There are immense qualitative and quantitative differences between organized sport when it was the pastime of mainly Victorian gentlemen amateurs and the current hegemonic ‘‘power and performance model’’ (Coakley 2004: 110–12), which features the professionalizing developments outlined above. Although these professionalizing trends cannot eliminate all other forms of sport, alternatives seemed destined to occupy a marginal status, given that they exist in a context in which there is heavy reliance on the knowledge of professional experts who continually try to improve athletic performance by the tiniest fraction. Like life in effectively all formal organizations, the tradeoff for the rewards that flow from submitting to this professionalizing regime is the unremitting ‘‘government of the soul’’ (Rose 1999).

References:

  1. Coakley, J. (2004) Sports in Society: Issues and Controversies. McGraw-Hill, New York.
  2. Freidson, E. (2001) Professionalism: The Third Logic. Polity Press, Cambridge.

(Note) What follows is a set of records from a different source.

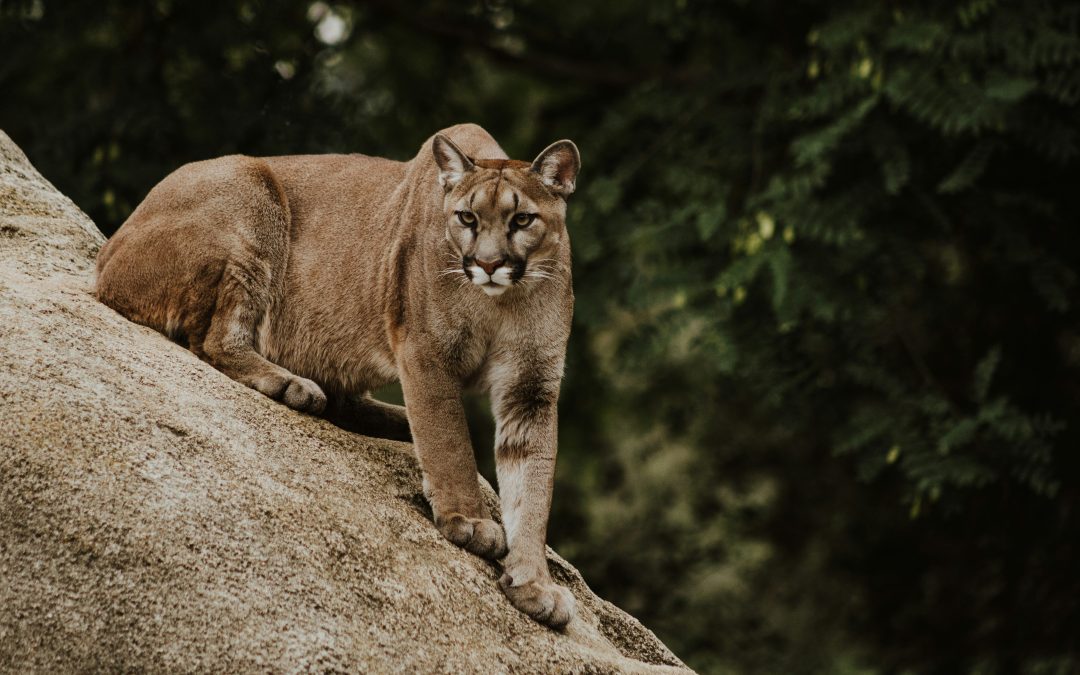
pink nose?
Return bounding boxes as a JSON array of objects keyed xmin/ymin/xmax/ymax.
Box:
[{"xmin": 476, "ymin": 258, "xmax": 503, "ymax": 276}]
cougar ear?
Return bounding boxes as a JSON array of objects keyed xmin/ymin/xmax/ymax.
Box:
[
  {"xmin": 431, "ymin": 134, "xmax": 473, "ymax": 192},
  {"xmin": 532, "ymin": 140, "xmax": 581, "ymax": 199}
]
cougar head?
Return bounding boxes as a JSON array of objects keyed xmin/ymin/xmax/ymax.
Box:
[{"xmin": 432, "ymin": 134, "xmax": 581, "ymax": 296}]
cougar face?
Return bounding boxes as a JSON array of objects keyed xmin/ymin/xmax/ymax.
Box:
[{"xmin": 433, "ymin": 136, "xmax": 580, "ymax": 296}]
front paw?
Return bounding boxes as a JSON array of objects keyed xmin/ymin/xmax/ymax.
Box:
[
  {"xmin": 435, "ymin": 513, "xmax": 507, "ymax": 561},
  {"xmin": 499, "ymin": 573, "xmax": 575, "ymax": 629}
]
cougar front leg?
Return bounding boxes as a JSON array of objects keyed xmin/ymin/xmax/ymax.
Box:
[
  {"xmin": 399, "ymin": 348, "xmax": 507, "ymax": 559},
  {"xmin": 491, "ymin": 365, "xmax": 575, "ymax": 629}
]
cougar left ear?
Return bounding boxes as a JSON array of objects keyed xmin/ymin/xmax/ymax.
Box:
[
  {"xmin": 532, "ymin": 140, "xmax": 581, "ymax": 199},
  {"xmin": 431, "ymin": 134, "xmax": 473, "ymax": 192}
]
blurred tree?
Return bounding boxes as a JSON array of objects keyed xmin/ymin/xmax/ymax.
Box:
[{"xmin": 0, "ymin": 0, "xmax": 1080, "ymax": 673}]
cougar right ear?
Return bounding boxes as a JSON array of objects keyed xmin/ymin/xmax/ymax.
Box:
[{"xmin": 431, "ymin": 134, "xmax": 473, "ymax": 192}]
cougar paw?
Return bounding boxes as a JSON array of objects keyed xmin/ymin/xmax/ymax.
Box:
[
  {"xmin": 436, "ymin": 513, "xmax": 507, "ymax": 561},
  {"xmin": 499, "ymin": 573, "xmax": 576, "ymax": 629}
]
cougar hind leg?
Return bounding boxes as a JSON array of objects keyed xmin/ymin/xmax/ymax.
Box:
[
  {"xmin": 96, "ymin": 157, "xmax": 326, "ymax": 414},
  {"xmin": 326, "ymin": 393, "xmax": 413, "ymax": 442},
  {"xmin": 197, "ymin": 260, "xmax": 326, "ymax": 415},
  {"xmin": 197, "ymin": 162, "xmax": 326, "ymax": 415}
]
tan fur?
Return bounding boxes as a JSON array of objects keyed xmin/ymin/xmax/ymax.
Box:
[{"xmin": 97, "ymin": 124, "xmax": 579, "ymax": 627}]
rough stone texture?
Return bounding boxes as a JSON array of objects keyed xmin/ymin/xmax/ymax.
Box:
[{"xmin": 0, "ymin": 132, "xmax": 685, "ymax": 673}]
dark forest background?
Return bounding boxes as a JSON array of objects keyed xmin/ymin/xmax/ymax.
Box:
[{"xmin": 0, "ymin": 0, "xmax": 1080, "ymax": 674}]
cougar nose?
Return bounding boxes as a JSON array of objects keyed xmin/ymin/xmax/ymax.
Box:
[{"xmin": 476, "ymin": 258, "xmax": 504, "ymax": 276}]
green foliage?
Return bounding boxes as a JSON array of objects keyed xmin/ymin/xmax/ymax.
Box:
[{"xmin": 0, "ymin": 0, "xmax": 1080, "ymax": 673}]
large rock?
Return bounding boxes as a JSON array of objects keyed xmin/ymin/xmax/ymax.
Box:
[{"xmin": 0, "ymin": 132, "xmax": 685, "ymax": 673}]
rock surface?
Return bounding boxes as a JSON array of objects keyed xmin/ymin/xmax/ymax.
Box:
[{"xmin": 0, "ymin": 132, "xmax": 685, "ymax": 673}]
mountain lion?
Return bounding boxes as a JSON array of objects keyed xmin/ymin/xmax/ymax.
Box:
[{"xmin": 96, "ymin": 124, "xmax": 580, "ymax": 627}]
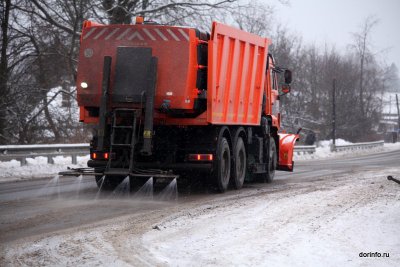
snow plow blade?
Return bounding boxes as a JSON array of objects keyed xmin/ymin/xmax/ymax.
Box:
[{"xmin": 277, "ymin": 134, "xmax": 299, "ymax": 172}]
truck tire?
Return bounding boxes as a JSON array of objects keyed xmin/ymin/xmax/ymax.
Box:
[
  {"xmin": 231, "ymin": 137, "xmax": 247, "ymax": 189},
  {"xmin": 265, "ymin": 137, "xmax": 278, "ymax": 183},
  {"xmin": 214, "ymin": 137, "xmax": 231, "ymax": 193}
]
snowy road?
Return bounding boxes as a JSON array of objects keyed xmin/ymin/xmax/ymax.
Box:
[{"xmin": 0, "ymin": 150, "xmax": 400, "ymax": 266}]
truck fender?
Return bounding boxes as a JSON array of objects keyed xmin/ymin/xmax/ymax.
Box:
[{"xmin": 277, "ymin": 133, "xmax": 299, "ymax": 172}]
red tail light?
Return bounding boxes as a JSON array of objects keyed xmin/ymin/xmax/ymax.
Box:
[
  {"xmin": 90, "ymin": 152, "xmax": 115, "ymax": 160},
  {"xmin": 188, "ymin": 154, "xmax": 214, "ymax": 161}
]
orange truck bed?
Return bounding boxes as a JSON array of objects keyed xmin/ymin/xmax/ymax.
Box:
[
  {"xmin": 77, "ymin": 22, "xmax": 270, "ymax": 125},
  {"xmin": 207, "ymin": 22, "xmax": 270, "ymax": 125}
]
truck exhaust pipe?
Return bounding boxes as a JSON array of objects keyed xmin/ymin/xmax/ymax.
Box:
[{"xmin": 141, "ymin": 57, "xmax": 158, "ymax": 156}]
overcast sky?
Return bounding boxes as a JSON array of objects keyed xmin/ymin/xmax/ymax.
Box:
[{"xmin": 272, "ymin": 0, "xmax": 400, "ymax": 75}]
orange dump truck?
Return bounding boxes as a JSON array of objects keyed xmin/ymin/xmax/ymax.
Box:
[{"xmin": 72, "ymin": 19, "xmax": 298, "ymax": 192}]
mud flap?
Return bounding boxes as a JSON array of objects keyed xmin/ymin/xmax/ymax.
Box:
[{"xmin": 277, "ymin": 134, "xmax": 299, "ymax": 172}]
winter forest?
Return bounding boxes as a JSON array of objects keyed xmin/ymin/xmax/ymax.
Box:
[{"xmin": 0, "ymin": 0, "xmax": 400, "ymax": 144}]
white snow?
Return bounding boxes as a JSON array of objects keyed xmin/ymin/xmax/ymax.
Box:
[
  {"xmin": 0, "ymin": 155, "xmax": 89, "ymax": 183},
  {"xmin": 142, "ymin": 171, "xmax": 400, "ymax": 266},
  {"xmin": 0, "ymin": 139, "xmax": 400, "ymax": 183},
  {"xmin": 294, "ymin": 139, "xmax": 400, "ymax": 161}
]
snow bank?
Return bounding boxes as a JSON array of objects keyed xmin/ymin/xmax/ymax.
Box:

  3. Gruneau, R. S. & Whitson, D. (2001) Upmarket Continentalism: Major League Sport, Promotional Culture, and Corporate Integration. In: Mosco, V. & Schiller, D. (Eds.), Continental Order? Integrating North America for Cybercapitalism. Rowman & Littlefield, New York.
  4. Howell, J. & Ingham, A. G. (2001) From Social Problem to Personal Issue: The Language of Lifestyle. Cultural Studies 15: 326-51.
  5. Ingham, A. G. (2005) The Sportification Process: A Biographical Analysis Framed by the Work of Marx, Weber, Durkheim, and Freud. In: Giulianotti, R. (Ed.), Sport and Modern Social Theorists. Palgrave Macmillan, Houndmills.
  6. McKay, J. (1997) Managing Gender: Affirmative Action and Organizational Power in Australian, Canadian, and New Zealand Sport. State University of New York Press, Albany.
  7. Miller, T., McKay, J., Lawrence, G., & Rowe, D. (2001) Globalization and Sport: Playing the World. Sage, Thousand Oaks, CA.
  8. Miller, T., Rowe, D., McKay, J., & Lawrence, G. (2003) The Over-Production of US Sports and the New International Division of Cultural Labor. International Review for the Sociology of Sport 38: 427-39.
  9. Rose, N. (1999) Governing the Soul: The Shaping of the Private Self, 2nd edn. Routledge, London.
  10. Rose, N. (2001) The Politics of Life Itself. Theory, Culture, and Society 18: 1-30.
  11. Rowe, D. (2004) Sport, Culture, and the Media: The Unruly Trinity, 2nd edn. Open University Press, Buckingham.